Why Fintech in Pakistan?

Besides a large majority of the adult unbanked population, the following factors contribute to a favourable fintech environment in Pakistan:

  1. Per the latest telecom indicators, Pakistan has more than 195 million cellular subscribers, i.e., 88.21% tele density. This number has grown from 140 million subscribers in 2016-17 to 195 in 2022, a growth of 40% in the last five years. Further, the penetration of 3G/4G subscribers is 54.35%, and Broadband subscribers have 55.62% penetration. All these factors show a healthy number of mobile and internet users across the country who can be targeted for fintech services.
  2. The target market of these fintech services is mostly middle-class families working hard to meet ends meet and who want to save costs and time in account opening or similar activities in banks or other financial institutions. Per some estimates, Pakistan’s middle class (individuals earning over USD 300 per month) is roughly between 20-40 million. This provides a sizeable market for the fintech companies to target.
  3. Pakistani banks have a risk-averse mentality where most deposits are invested in attractive government lending to avoid the risk of loss and non-compliance imposed by SBP.
  4. Supportive regulations by the State Bank of Pakistan (SBP). SBP has proven progressive in digital finance and has taken many initiatives to promote branchless and mobile banking.

Challenges

It’s not all plain vanilla, and though the hype and opportunity are honest and excellent, however, there still exist challenges that the fintech founders should be mindful of.

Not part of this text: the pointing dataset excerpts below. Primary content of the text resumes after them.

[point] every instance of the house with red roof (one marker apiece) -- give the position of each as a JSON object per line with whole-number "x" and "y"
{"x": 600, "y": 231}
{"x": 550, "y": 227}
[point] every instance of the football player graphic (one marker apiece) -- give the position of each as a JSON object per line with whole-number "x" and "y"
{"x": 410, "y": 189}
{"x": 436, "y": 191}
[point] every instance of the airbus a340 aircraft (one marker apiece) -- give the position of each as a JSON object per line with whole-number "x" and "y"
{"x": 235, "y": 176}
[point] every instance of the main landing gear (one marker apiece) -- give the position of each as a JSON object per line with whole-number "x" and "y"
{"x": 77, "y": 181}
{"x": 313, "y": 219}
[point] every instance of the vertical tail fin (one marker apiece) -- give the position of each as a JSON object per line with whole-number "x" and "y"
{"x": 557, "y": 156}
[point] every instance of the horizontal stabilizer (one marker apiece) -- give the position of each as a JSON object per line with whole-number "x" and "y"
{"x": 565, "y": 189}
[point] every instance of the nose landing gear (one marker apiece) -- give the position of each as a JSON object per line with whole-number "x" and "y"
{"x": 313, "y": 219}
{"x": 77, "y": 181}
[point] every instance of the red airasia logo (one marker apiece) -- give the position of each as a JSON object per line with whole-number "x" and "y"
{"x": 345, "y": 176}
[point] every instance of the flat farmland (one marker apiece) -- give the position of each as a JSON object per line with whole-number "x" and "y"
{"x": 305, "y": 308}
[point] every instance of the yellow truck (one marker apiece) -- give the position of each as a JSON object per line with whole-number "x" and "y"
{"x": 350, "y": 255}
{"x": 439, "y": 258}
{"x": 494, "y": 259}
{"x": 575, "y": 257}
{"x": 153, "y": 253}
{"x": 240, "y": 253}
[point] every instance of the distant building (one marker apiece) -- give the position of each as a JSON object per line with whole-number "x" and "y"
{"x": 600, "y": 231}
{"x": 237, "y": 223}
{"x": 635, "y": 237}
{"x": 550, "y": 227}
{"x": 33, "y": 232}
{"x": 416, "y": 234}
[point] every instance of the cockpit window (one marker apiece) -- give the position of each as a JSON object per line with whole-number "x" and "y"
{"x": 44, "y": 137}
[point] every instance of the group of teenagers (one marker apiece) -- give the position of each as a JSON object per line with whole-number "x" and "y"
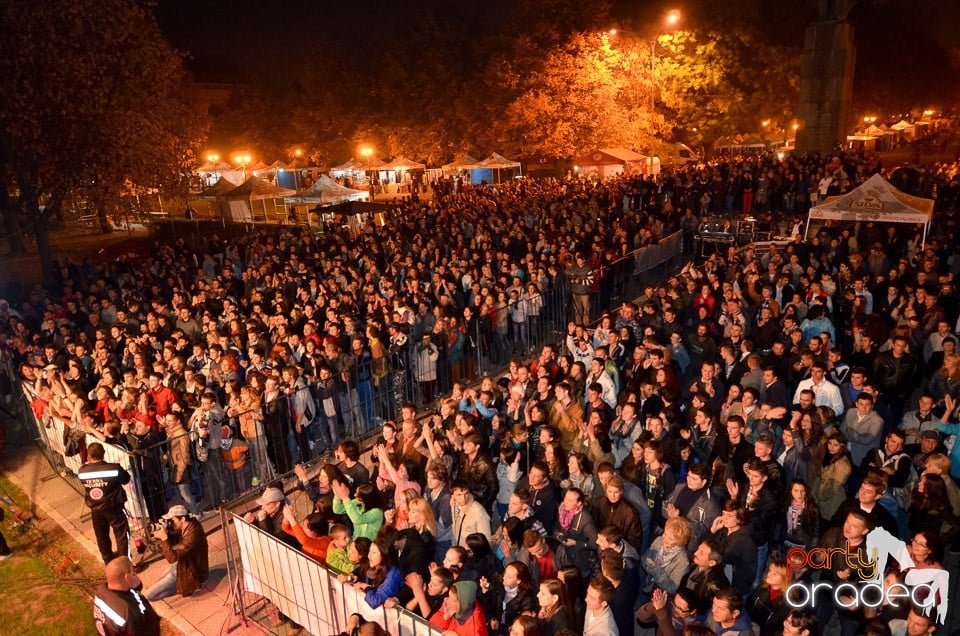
{"x": 663, "y": 470}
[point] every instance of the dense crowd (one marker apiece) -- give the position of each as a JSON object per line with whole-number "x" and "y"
{"x": 659, "y": 464}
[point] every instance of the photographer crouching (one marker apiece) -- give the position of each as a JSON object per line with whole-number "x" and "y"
{"x": 184, "y": 545}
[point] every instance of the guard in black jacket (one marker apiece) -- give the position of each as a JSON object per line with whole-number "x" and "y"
{"x": 118, "y": 608}
{"x": 105, "y": 497}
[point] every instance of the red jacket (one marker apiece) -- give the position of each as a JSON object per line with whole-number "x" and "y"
{"x": 475, "y": 625}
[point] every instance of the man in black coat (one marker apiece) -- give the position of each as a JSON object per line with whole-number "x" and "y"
{"x": 705, "y": 575}
{"x": 104, "y": 494}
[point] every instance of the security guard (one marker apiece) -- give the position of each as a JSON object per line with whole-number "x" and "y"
{"x": 105, "y": 497}
{"x": 118, "y": 609}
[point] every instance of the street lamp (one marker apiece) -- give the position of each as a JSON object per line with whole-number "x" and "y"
{"x": 670, "y": 21}
{"x": 244, "y": 160}
{"x": 297, "y": 153}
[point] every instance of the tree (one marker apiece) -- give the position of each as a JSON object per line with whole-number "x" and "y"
{"x": 589, "y": 93}
{"x": 89, "y": 99}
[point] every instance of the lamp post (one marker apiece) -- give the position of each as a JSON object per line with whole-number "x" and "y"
{"x": 366, "y": 152}
{"x": 212, "y": 159}
{"x": 244, "y": 160}
{"x": 670, "y": 21}
{"x": 296, "y": 169}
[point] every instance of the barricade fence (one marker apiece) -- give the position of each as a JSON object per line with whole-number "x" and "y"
{"x": 269, "y": 579}
{"x": 301, "y": 419}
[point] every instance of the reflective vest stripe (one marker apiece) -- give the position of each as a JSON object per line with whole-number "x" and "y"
{"x": 99, "y": 474}
{"x": 109, "y": 611}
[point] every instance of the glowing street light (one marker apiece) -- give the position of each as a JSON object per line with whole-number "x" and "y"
{"x": 243, "y": 159}
{"x": 670, "y": 21}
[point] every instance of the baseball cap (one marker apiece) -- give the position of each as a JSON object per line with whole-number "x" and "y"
{"x": 176, "y": 511}
{"x": 270, "y": 495}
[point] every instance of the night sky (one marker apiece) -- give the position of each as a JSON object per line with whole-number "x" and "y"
{"x": 905, "y": 49}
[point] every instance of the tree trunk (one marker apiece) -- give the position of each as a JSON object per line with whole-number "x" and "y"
{"x": 11, "y": 224}
{"x": 102, "y": 217}
{"x": 41, "y": 229}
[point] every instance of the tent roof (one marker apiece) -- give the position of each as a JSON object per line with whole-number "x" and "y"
{"x": 222, "y": 186}
{"x": 402, "y": 163}
{"x": 498, "y": 161}
{"x": 348, "y": 166}
{"x": 326, "y": 191}
{"x": 875, "y": 200}
{"x": 623, "y": 154}
{"x": 220, "y": 166}
{"x": 461, "y": 162}
{"x": 256, "y": 188}
{"x": 610, "y": 157}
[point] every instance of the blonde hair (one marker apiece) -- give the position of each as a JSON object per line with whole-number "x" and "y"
{"x": 680, "y": 529}
{"x": 426, "y": 513}
{"x": 939, "y": 462}
{"x": 408, "y": 495}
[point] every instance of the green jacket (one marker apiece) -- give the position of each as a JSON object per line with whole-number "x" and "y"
{"x": 339, "y": 561}
{"x": 366, "y": 523}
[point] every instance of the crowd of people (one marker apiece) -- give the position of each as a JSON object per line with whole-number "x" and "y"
{"x": 658, "y": 465}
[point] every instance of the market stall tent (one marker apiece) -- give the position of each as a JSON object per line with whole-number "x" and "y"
{"x": 240, "y": 200}
{"x": 607, "y": 162}
{"x": 875, "y": 200}
{"x": 905, "y": 127}
{"x": 493, "y": 165}
{"x": 326, "y": 191}
{"x": 460, "y": 162}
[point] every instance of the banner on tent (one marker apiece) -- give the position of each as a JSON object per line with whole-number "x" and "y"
{"x": 240, "y": 212}
{"x": 307, "y": 592}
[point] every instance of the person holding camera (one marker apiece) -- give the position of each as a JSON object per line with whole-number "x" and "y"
{"x": 184, "y": 545}
{"x": 104, "y": 494}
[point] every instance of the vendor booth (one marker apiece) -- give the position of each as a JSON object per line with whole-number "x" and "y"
{"x": 878, "y": 201}
{"x": 494, "y": 169}
{"x": 608, "y": 162}
{"x": 239, "y": 202}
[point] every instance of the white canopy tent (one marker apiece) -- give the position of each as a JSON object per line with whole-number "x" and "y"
{"x": 498, "y": 162}
{"x": 326, "y": 191}
{"x": 461, "y": 162}
{"x": 240, "y": 199}
{"x": 875, "y": 200}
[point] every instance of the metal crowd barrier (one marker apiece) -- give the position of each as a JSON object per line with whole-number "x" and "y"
{"x": 373, "y": 392}
{"x": 268, "y": 578}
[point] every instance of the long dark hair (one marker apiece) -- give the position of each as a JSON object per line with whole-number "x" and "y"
{"x": 524, "y": 578}
{"x": 377, "y": 574}
{"x": 934, "y": 496}
{"x": 811, "y": 511}
{"x": 369, "y": 496}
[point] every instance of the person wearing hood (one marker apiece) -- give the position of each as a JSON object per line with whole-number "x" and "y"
{"x": 460, "y": 614}
{"x": 726, "y": 616}
{"x": 184, "y": 545}
{"x": 234, "y": 452}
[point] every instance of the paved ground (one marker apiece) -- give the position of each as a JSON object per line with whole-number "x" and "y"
{"x": 207, "y": 612}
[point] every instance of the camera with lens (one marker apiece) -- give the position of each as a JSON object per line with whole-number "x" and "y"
{"x": 164, "y": 525}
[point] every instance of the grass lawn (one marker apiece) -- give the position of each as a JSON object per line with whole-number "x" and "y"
{"x": 45, "y": 585}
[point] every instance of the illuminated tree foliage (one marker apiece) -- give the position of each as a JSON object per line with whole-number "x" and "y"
{"x": 89, "y": 101}
{"x": 589, "y": 93}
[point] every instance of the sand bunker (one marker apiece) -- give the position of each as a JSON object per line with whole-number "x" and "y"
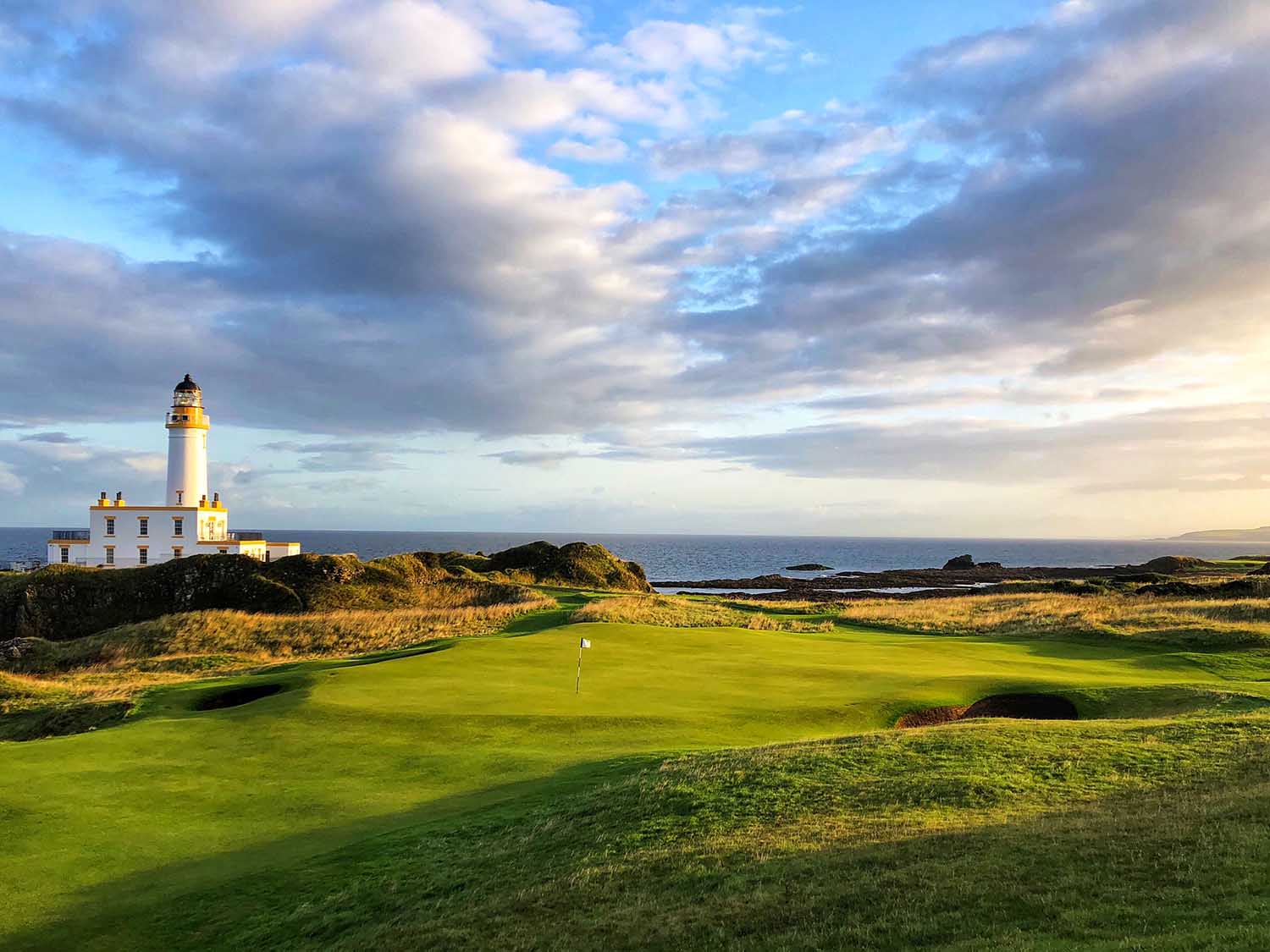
{"x": 236, "y": 697}
{"x": 1036, "y": 707}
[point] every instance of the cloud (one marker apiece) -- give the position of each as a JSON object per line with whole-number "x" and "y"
{"x": 604, "y": 150}
{"x": 1173, "y": 448}
{"x": 50, "y": 437}
{"x": 411, "y": 41}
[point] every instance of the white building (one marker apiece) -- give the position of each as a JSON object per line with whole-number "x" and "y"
{"x": 190, "y": 523}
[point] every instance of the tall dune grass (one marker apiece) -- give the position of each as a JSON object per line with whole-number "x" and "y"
{"x": 1195, "y": 622}
{"x": 121, "y": 662}
{"x": 672, "y": 612}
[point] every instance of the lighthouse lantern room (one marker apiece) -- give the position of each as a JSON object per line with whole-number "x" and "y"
{"x": 190, "y": 523}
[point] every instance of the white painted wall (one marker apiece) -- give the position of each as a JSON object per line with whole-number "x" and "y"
{"x": 187, "y": 465}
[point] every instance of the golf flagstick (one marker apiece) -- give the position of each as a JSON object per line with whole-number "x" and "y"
{"x": 577, "y": 685}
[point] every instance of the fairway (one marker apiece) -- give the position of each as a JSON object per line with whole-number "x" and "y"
{"x": 175, "y": 800}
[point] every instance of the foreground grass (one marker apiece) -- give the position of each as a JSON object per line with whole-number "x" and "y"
{"x": 987, "y": 835}
{"x": 175, "y": 801}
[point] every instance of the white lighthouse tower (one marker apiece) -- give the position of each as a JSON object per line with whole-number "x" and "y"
{"x": 187, "y": 446}
{"x": 190, "y": 523}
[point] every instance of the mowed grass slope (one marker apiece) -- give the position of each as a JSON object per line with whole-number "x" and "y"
{"x": 106, "y": 830}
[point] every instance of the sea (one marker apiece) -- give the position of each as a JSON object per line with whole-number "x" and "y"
{"x": 675, "y": 558}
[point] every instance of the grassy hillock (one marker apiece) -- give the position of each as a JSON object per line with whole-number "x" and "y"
{"x": 576, "y": 565}
{"x": 65, "y": 602}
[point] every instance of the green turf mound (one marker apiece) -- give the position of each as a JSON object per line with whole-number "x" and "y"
{"x": 1034, "y": 707}
{"x": 1170, "y": 565}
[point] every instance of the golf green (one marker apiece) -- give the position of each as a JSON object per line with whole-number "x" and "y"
{"x": 175, "y": 797}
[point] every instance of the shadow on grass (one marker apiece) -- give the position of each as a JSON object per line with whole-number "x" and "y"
{"x": 1181, "y": 862}
{"x": 117, "y": 913}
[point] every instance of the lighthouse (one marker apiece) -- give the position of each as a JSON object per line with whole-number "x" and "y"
{"x": 190, "y": 522}
{"x": 187, "y": 444}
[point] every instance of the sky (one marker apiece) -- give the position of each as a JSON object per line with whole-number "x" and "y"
{"x": 853, "y": 268}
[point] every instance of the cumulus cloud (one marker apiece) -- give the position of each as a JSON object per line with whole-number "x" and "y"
{"x": 1048, "y": 218}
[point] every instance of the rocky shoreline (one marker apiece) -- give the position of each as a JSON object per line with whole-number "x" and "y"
{"x": 934, "y": 583}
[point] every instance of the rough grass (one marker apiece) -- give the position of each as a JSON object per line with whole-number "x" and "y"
{"x": 676, "y": 612}
{"x": 993, "y": 835}
{"x": 1179, "y": 621}
{"x": 124, "y": 662}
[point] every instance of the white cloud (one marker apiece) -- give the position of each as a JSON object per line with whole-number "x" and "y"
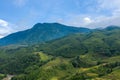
{"x": 87, "y": 20}
{"x": 20, "y": 3}
{"x": 3, "y": 23}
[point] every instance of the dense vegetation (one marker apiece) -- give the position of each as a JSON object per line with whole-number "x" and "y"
{"x": 94, "y": 55}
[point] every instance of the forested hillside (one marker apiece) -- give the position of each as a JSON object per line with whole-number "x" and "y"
{"x": 93, "y": 56}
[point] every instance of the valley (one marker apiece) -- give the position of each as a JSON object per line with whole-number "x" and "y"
{"x": 79, "y": 56}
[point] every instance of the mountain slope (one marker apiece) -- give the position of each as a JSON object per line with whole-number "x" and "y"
{"x": 41, "y": 33}
{"x": 103, "y": 42}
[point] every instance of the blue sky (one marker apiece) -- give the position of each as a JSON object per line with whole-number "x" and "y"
{"x": 16, "y": 15}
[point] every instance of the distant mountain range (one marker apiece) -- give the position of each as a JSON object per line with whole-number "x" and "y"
{"x": 40, "y": 33}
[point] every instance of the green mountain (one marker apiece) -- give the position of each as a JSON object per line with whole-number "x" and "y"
{"x": 41, "y": 33}
{"x": 91, "y": 56}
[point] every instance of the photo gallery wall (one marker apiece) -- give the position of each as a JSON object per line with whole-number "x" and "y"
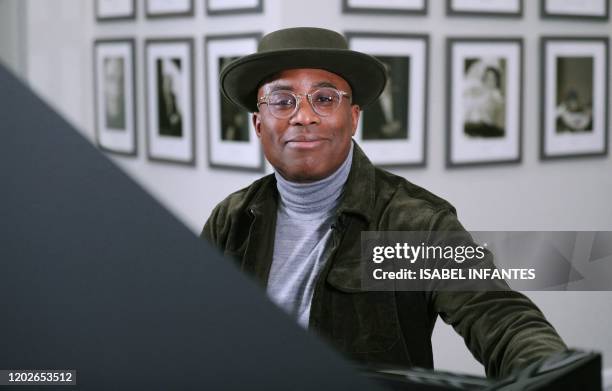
{"x": 484, "y": 87}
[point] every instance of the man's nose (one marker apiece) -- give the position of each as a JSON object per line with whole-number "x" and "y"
{"x": 304, "y": 114}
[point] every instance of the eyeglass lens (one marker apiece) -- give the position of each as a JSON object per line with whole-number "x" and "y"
{"x": 324, "y": 101}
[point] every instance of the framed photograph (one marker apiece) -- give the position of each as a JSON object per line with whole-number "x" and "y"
{"x": 574, "y": 103}
{"x": 169, "y": 93}
{"x": 232, "y": 142}
{"x": 509, "y": 8}
{"x": 115, "y": 95}
{"x": 225, "y": 7}
{"x": 168, "y": 8}
{"x": 485, "y": 112}
{"x": 392, "y": 130}
{"x": 107, "y": 10}
{"x": 585, "y": 9}
{"x": 418, "y": 7}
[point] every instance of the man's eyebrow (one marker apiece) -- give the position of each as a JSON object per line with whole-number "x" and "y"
{"x": 325, "y": 84}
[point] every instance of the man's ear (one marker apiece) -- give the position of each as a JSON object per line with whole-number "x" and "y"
{"x": 256, "y": 123}
{"x": 355, "y": 111}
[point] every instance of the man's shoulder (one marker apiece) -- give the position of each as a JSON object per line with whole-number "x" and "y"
{"x": 230, "y": 212}
{"x": 241, "y": 199}
{"x": 403, "y": 201}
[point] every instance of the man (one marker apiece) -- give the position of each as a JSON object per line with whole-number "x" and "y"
{"x": 298, "y": 230}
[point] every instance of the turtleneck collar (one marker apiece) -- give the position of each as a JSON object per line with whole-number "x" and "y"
{"x": 314, "y": 198}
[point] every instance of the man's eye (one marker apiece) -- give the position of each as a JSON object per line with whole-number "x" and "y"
{"x": 324, "y": 99}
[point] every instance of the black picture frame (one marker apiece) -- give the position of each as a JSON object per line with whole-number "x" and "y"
{"x": 116, "y": 17}
{"x": 161, "y": 15}
{"x": 546, "y": 42}
{"x": 450, "y": 11}
{"x": 151, "y": 93}
{"x": 417, "y": 119}
{"x": 238, "y": 154}
{"x": 347, "y": 8}
{"x": 257, "y": 9}
{"x": 101, "y": 131}
{"x": 544, "y": 14}
{"x": 516, "y": 158}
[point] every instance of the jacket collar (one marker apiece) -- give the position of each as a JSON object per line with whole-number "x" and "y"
{"x": 358, "y": 197}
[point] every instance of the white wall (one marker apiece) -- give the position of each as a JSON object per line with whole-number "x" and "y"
{"x": 535, "y": 195}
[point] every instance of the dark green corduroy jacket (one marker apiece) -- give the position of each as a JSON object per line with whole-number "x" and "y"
{"x": 504, "y": 330}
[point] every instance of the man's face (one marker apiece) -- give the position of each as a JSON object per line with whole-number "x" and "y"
{"x": 306, "y": 147}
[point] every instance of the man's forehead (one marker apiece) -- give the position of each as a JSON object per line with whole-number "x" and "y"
{"x": 304, "y": 77}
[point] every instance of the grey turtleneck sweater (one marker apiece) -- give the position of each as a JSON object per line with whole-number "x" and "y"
{"x": 303, "y": 228}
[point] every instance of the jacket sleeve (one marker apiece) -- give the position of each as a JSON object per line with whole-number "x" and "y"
{"x": 503, "y": 329}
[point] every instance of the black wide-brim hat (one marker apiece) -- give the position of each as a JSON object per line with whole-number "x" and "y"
{"x": 303, "y": 47}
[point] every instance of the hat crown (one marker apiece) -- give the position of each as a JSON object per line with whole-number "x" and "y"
{"x": 302, "y": 38}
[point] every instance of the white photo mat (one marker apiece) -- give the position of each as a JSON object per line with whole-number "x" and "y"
{"x": 114, "y": 9}
{"x": 409, "y": 151}
{"x": 466, "y": 150}
{"x": 408, "y": 5}
{"x": 160, "y": 147}
{"x": 115, "y": 140}
{"x": 232, "y": 5}
{"x": 165, "y": 7}
{"x": 576, "y": 7}
{"x": 226, "y": 153}
{"x": 565, "y": 144}
{"x": 491, "y": 6}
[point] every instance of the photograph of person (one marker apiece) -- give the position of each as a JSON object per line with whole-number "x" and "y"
{"x": 234, "y": 121}
{"x": 483, "y": 97}
{"x": 387, "y": 117}
{"x": 168, "y": 93}
{"x": 574, "y": 94}
{"x": 114, "y": 93}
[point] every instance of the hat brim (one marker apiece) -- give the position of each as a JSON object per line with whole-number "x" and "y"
{"x": 364, "y": 73}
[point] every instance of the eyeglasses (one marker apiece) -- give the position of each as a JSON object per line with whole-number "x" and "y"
{"x": 284, "y": 104}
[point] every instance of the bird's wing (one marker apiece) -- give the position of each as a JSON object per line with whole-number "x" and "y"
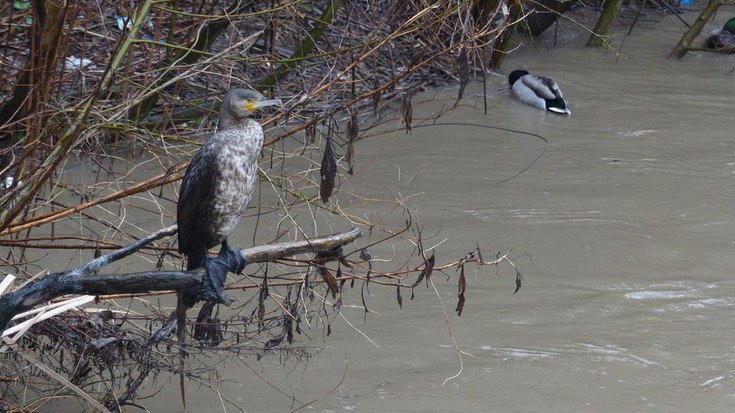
{"x": 543, "y": 87}
{"x": 195, "y": 197}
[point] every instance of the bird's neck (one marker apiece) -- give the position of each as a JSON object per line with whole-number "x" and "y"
{"x": 231, "y": 123}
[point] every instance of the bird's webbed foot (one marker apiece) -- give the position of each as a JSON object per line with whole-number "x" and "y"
{"x": 235, "y": 261}
{"x": 217, "y": 269}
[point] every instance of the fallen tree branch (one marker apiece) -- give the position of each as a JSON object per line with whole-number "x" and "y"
{"x": 76, "y": 282}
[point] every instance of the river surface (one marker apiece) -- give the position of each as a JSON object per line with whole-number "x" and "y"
{"x": 628, "y": 295}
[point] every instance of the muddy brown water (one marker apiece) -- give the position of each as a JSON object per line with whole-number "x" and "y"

  1. Quality of IT services – Pakistan has over 1500 IT companies making their name in the international landscape and providing a hefty foreign exchange to the ex-chequeen; however, the quality of services is still yet to be upgraded to a level required for the operations by financial institutions which are prone to more significant security risks and privacy policies.
  2. The larger banks with the required reach and infrastructure are still reluctant to dive into the fintech space.
  3. Even though the SBP has been very proactive in creating an environment to attract new players in the fintech industry, obtaining the required licenses is still cumbersome; international investors usually get a big turn-off when the process is unnecessarily delayed.
  4. The change of mindset of the users. The users still believe they neither have the trust nor value of the services offered by Fintech. The portfolio of services required significant enhancements, and target products must be launched to target the unbanked community.
  5. Fear of being documented. Fear of being in the tax regime and the complexities that it brings with it is one of the biggest reasons why individuals and small businesses deal in cash only. Tax laws and consistency of policies are required to gain the confidence of financially excluded individuals.

Conclusion

Recently we have seen movements on both internal and external fronts. Internally, regulators have given approving nods to many startups to provide various financial services through smartphones. On the External show, funding in Fintech has also seen a rise, where 25 out of 83 funding deals in 2021 were of fintech startups. Fintech companies are revolutionising the financial services industries worldwide, and Pakistan should not be any different. But we are still far behind others by all standards and must work hard to make a name in this area.